Anxiety

Comfortably Numb

When you stub your toe on the table or whack your arm on the bloody door handle again, the cells in the part of your body are damaged by the impact, they send a message to the brain by way of electrical currents through the spinal cord and into the middle part of the brain, a part called the dorsal posterior insula. You then say “Ow!” (or something more colourful) and feel pain in the area.

The reason for the pain is to let you know that something has happened, and that part of you needs to be treated with care until the body has done its job and healed itself.

When you feel emotional pain, it is processed in the same areas of the brain as physical pain. When you think about that, it shouldn’t really come as much as a surprise, after all, we use very similar language to talk about both kinds of pain. Heart-wrenching, a kick in the guts and so on. Emotional pain is a real and visceral pain.

The message from the body is really the same – there is some damage here, please be gentle with this until it’s been processed and healed.

But we do the same thing to emotional pain as we do with physical pain. We numb it out.

With physical pain we take ibuprofen, paracetamol and things like that. (Or something stronger if the pain is bad.) But blocking out all of the pain can be detrimental if we end up missing the message to take care. We end up doing more damage to a weakened area rather than giving the body time to heal.

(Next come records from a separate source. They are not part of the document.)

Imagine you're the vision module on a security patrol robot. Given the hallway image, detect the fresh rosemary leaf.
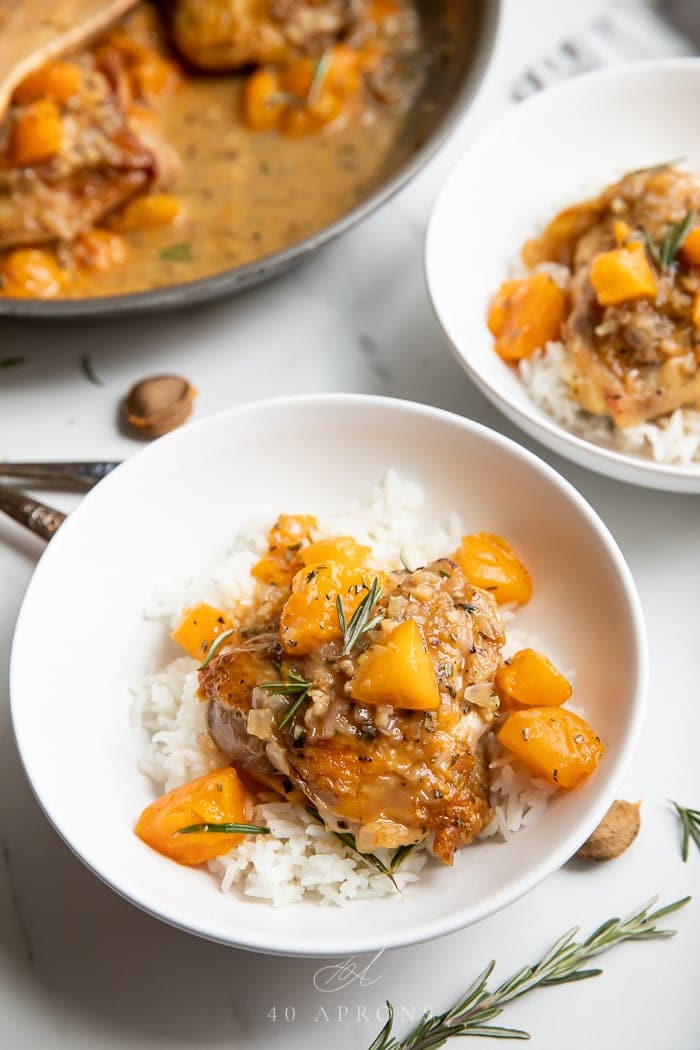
[628,156,685,175]
[671,802,700,861]
[642,230,661,270]
[306,47,333,104]
[279,689,309,729]
[659,211,695,270]
[175,824,270,835]
[260,670,312,729]
[158,240,192,263]
[336,576,384,656]
[197,627,236,671]
[369,894,688,1050]
[306,805,413,889]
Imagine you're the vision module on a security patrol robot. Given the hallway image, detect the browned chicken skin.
[0,47,176,248]
[200,560,504,864]
[557,168,700,426]
[172,0,366,70]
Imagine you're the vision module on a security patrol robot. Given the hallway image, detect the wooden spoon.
[0,0,137,116]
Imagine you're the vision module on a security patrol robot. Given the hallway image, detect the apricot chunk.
[488,273,567,361]
[591,240,656,307]
[280,562,382,656]
[251,515,317,587]
[7,99,63,168]
[497,708,604,788]
[15,61,82,106]
[0,248,64,299]
[495,649,573,708]
[351,620,440,711]
[171,602,231,659]
[454,532,532,605]
[680,226,700,266]
[136,765,251,864]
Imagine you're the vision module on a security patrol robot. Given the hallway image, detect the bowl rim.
[423,56,700,492]
[9,394,649,958]
[0,0,503,321]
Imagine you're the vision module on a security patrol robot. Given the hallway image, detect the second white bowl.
[425,59,700,492]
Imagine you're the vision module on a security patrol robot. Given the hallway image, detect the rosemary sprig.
[671,800,700,861]
[260,669,312,729]
[336,576,384,656]
[158,240,193,263]
[306,805,413,889]
[197,627,236,671]
[642,211,696,270]
[369,897,691,1050]
[175,824,270,835]
[628,156,685,175]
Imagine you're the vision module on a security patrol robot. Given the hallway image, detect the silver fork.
[0,461,119,540]
[512,0,700,102]
[0,485,66,540]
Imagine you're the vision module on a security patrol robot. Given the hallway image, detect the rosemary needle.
[336,576,384,656]
[369,897,691,1050]
[175,824,270,835]
[671,801,700,861]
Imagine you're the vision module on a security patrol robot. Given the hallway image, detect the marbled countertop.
[0,0,700,1050]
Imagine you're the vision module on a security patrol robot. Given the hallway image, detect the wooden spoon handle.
[0,0,137,114]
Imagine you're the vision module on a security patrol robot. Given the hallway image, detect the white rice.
[132,471,575,906]
[518,263,700,466]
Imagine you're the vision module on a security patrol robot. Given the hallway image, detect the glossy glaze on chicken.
[200,560,504,863]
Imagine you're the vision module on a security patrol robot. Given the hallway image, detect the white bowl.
[425,59,700,492]
[10,395,646,956]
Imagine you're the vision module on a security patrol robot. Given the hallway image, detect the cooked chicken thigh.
[200,559,504,864]
[172,0,366,70]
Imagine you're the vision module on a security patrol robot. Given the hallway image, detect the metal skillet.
[0,0,501,319]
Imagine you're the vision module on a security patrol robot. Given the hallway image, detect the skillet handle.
[0,485,66,540]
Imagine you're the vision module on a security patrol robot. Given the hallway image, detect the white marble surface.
[0,0,700,1050]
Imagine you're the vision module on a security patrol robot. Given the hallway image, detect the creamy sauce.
[65,77,406,297]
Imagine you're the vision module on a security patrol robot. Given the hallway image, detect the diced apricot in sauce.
[0,248,64,299]
[241,68,285,131]
[693,292,700,332]
[7,99,63,168]
[172,603,231,660]
[129,53,179,100]
[15,62,82,106]
[136,765,246,864]
[497,708,604,788]
[114,193,179,231]
[351,620,440,711]
[72,229,129,270]
[495,649,573,708]
[454,532,532,605]
[521,201,600,269]
[488,273,567,361]
[680,226,700,266]
[299,536,372,569]
[280,562,382,656]
[591,240,656,307]
[251,515,318,587]
[613,218,632,246]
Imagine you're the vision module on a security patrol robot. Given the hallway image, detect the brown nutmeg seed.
[122,376,196,438]
[576,798,641,861]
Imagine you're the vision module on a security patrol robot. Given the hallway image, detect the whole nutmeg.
[122,376,196,438]
[577,798,641,860]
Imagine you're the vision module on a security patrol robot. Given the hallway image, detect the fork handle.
[0,486,66,540]
[0,462,119,490]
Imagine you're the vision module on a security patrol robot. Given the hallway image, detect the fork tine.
[0,462,119,491]
[0,485,66,540]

With emotional pain we also numb. We distract ourselves with TV or social media, we drink, we stuff our faces with chocolate. We do whatever it takes to not have to feel the pain.

EMOTIONAL PAIN NEEDS TO BE PROCESSED IN ORDER TO LET IT GO.

The difference with emotional pain is that as there are no damaged cells for the body to heal, the body can’t crack on with it without us. We need to be involved in the processing. We can numb for as long as we like, but at some point, we’re going to have to do the work. It’ll still be waiting for us.

That’s not to say that a little bit of numbing can’t be helpful. Sometimes you’re still a little close to the event and need a bit more recovery time before you get started. Sometimes you’ve been processing and healing from other things and need a time out. Pausing is not the problem. Believing that the numbing is fixing the problem is the problem.

And that’s no different than it is for physical pain. Pain killers don’t fix pain, but they don’t half make it more bearable. Paracetamol doesn’t heal anything. It just blocks the pain signals while the body does the work to fix the issue.

And in the same way you don’t expect to heal all physical pain without the help of a professional, if you need the help of a professional to heal your emotional pain, that’s fine too. All you have to do is ask.